No boletim de ocorrência, Alberto disse que foi agredido por que era concorrente de Arcanjo no jogo do bicho, prática pela qual, se fosse comprovada, levaria o ex-comendador de volta à prisão, uma vez que ele é detento do regime semiaberto, monitorado por tornozeleira eletrônica.

Entenda

A suposta agressão teria ocorrido no estacionamento de propriedade da família de Arcanjo, na Avenida do CPA, em Cuiabá.

Ainda no boletim de ocorrência, Alberto Jorge também disse que os seguranças queriam as máquinas dele porque "era da concorrência", e que Arcanjo teria voltado a comandar o jogo do bicho, com ramificações no interior do Estado.

A acusação foi negada por Arcanjo em audiência de justificação no dia 2 de agosto. Ele disse ao juiz Geraldo Fidélis, que não seria ‘bobo’ de voltar a trabalhar com jogo ilegal.

Jogo do bicho

A Polícia Civil encontrou, em uma operação da Gerência de Combate ao Crime Organizado (GCCO) , no último dia 10 de julho, em uma casa de jogatina, um caderno de anotações com os nomes de João Arcanjo Ribeiro Filho e de Silvia Chirata Arcanjo Ribeiro – filho e ex-mulher de Arcanjo.

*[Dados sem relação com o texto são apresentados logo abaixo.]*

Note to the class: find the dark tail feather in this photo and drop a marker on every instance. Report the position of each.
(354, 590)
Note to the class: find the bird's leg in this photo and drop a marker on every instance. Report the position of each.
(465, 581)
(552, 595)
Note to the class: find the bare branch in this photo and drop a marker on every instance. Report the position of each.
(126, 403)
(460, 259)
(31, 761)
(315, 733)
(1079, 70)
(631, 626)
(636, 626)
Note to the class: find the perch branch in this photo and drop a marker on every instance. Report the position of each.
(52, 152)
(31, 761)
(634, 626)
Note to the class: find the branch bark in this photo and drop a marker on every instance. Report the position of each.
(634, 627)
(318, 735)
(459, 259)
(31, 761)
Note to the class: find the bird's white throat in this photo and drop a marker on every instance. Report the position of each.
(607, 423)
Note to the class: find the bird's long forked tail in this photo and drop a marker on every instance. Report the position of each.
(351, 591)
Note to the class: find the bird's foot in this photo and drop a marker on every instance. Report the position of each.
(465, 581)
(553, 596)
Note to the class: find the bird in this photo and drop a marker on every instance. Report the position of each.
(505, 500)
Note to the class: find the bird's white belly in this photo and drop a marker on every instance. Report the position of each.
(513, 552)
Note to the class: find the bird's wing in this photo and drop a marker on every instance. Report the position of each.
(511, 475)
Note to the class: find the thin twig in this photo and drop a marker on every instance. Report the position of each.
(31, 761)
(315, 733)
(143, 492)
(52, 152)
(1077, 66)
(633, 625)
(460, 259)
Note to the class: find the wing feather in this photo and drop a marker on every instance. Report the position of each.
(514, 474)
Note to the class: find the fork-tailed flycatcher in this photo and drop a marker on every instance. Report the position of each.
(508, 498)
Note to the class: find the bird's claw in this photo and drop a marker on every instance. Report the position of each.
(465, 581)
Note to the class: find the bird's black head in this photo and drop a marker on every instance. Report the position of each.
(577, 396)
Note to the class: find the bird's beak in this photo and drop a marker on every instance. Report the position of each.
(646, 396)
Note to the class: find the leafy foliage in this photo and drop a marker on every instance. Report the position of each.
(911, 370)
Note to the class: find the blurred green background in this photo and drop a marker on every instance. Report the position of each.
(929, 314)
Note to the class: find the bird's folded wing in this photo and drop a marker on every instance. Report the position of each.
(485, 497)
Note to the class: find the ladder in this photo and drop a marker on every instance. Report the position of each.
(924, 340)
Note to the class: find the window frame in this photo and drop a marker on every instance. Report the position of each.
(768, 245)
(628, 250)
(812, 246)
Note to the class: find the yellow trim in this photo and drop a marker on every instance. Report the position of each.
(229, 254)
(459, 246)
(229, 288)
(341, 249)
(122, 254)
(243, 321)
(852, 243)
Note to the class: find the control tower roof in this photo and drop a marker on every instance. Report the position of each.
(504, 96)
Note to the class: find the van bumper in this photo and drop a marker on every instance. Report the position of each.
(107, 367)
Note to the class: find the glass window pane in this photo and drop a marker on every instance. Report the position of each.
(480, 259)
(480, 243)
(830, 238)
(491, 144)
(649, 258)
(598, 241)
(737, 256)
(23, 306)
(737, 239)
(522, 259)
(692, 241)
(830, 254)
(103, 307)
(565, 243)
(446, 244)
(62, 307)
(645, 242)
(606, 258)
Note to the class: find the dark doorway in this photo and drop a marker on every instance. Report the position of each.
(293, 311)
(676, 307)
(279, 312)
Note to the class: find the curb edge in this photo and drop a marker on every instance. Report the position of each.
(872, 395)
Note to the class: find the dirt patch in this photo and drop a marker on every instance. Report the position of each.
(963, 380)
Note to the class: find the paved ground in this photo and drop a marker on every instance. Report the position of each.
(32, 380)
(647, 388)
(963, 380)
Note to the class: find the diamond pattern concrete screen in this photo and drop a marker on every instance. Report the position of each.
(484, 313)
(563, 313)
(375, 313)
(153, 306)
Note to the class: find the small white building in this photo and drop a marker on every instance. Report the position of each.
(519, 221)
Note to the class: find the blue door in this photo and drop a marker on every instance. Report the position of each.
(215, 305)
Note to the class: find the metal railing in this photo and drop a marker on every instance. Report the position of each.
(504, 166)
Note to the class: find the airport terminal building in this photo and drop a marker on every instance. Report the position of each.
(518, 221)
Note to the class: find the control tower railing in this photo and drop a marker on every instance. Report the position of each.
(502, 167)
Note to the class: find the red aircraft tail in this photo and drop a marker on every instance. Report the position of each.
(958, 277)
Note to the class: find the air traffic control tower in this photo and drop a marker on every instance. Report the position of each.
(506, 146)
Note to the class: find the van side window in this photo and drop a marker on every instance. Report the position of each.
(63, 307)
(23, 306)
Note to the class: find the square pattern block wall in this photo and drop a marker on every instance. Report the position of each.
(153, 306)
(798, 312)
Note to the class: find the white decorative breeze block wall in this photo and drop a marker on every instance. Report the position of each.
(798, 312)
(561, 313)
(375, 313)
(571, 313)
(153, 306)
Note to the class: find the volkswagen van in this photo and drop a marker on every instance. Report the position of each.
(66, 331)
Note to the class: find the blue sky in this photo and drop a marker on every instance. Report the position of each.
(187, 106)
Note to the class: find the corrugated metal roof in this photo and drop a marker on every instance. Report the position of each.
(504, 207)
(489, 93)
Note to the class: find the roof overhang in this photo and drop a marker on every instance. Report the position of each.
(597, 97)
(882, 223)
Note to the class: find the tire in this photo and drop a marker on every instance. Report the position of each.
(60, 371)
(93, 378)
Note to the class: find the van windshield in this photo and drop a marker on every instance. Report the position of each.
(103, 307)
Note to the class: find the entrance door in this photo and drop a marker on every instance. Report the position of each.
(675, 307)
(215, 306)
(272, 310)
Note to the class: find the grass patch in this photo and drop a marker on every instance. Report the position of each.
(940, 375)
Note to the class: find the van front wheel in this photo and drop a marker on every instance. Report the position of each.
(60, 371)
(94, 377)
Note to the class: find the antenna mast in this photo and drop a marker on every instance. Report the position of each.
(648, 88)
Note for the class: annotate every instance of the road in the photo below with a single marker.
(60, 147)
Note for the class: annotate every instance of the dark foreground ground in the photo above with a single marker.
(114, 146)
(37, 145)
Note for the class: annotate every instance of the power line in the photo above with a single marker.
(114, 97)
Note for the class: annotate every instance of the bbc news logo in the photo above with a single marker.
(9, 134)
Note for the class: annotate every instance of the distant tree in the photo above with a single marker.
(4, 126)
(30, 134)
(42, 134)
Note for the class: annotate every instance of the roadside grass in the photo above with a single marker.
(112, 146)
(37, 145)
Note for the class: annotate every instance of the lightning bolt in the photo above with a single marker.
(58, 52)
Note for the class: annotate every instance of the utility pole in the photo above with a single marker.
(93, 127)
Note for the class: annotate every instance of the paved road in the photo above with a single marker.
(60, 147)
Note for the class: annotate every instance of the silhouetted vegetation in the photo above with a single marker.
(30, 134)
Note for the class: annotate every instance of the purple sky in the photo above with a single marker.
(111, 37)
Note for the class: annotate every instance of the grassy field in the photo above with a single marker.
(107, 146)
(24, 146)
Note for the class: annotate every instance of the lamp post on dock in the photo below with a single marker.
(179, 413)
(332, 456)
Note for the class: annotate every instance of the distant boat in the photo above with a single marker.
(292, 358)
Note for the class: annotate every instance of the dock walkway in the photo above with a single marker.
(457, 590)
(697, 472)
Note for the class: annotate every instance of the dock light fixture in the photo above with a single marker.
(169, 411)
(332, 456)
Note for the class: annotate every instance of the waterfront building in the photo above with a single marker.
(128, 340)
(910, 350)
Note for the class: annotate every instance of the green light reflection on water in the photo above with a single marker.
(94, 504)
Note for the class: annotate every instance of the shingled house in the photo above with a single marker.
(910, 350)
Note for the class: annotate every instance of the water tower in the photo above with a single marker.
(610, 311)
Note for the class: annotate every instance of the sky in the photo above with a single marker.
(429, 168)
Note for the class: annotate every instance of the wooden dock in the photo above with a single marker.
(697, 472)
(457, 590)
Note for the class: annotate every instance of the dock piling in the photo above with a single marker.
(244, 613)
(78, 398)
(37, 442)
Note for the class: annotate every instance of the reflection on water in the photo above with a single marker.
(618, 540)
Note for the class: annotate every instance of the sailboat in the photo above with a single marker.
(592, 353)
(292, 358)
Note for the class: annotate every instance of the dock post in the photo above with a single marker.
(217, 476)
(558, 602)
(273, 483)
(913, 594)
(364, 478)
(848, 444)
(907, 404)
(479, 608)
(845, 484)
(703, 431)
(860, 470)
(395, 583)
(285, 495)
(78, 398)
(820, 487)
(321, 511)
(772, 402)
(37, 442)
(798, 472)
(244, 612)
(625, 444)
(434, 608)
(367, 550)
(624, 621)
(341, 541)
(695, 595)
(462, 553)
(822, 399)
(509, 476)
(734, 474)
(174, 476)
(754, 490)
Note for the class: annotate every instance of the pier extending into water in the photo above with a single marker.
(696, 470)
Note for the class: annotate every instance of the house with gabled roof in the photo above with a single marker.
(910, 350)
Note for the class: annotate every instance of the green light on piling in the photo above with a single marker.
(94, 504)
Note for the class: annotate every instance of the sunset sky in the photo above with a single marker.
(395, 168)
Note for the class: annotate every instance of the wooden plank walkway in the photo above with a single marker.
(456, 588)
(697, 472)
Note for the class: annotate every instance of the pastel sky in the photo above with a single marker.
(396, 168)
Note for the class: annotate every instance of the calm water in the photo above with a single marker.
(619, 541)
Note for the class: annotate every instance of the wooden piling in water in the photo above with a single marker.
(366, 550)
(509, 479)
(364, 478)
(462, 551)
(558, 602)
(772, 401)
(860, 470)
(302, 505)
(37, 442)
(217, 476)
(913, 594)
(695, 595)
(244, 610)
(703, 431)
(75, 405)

Os registros foram encontrados na casa de Marcelo Gomes Honorato, no bairro Jardim Umuarama. Além desse local, o GCCO ‘estourou’ mais três casas do jogo do bicho na rua Comandante Costa, no Centro de Cuiabá.

O balanço da operação resultou em prisões, apreensões de dinheiro, máquinas de cartão de débito e crédito, cheques e cartela de jogos.

Em 26 de fevereiro deste ano, quando Arcanjo ganhou a liberdade, depois de 15 anos preso, foi orientado pelo juiz, durante a audiência admonitória, de que poderia ser detido novamente caso voltasse a cometer crimes.

Arcanjo esteve preso por 15 anos, devido a vários crimes. Ele foi solto, com uso de tornozeleira eletrônica, no dia 26 de fevereiro deste ano.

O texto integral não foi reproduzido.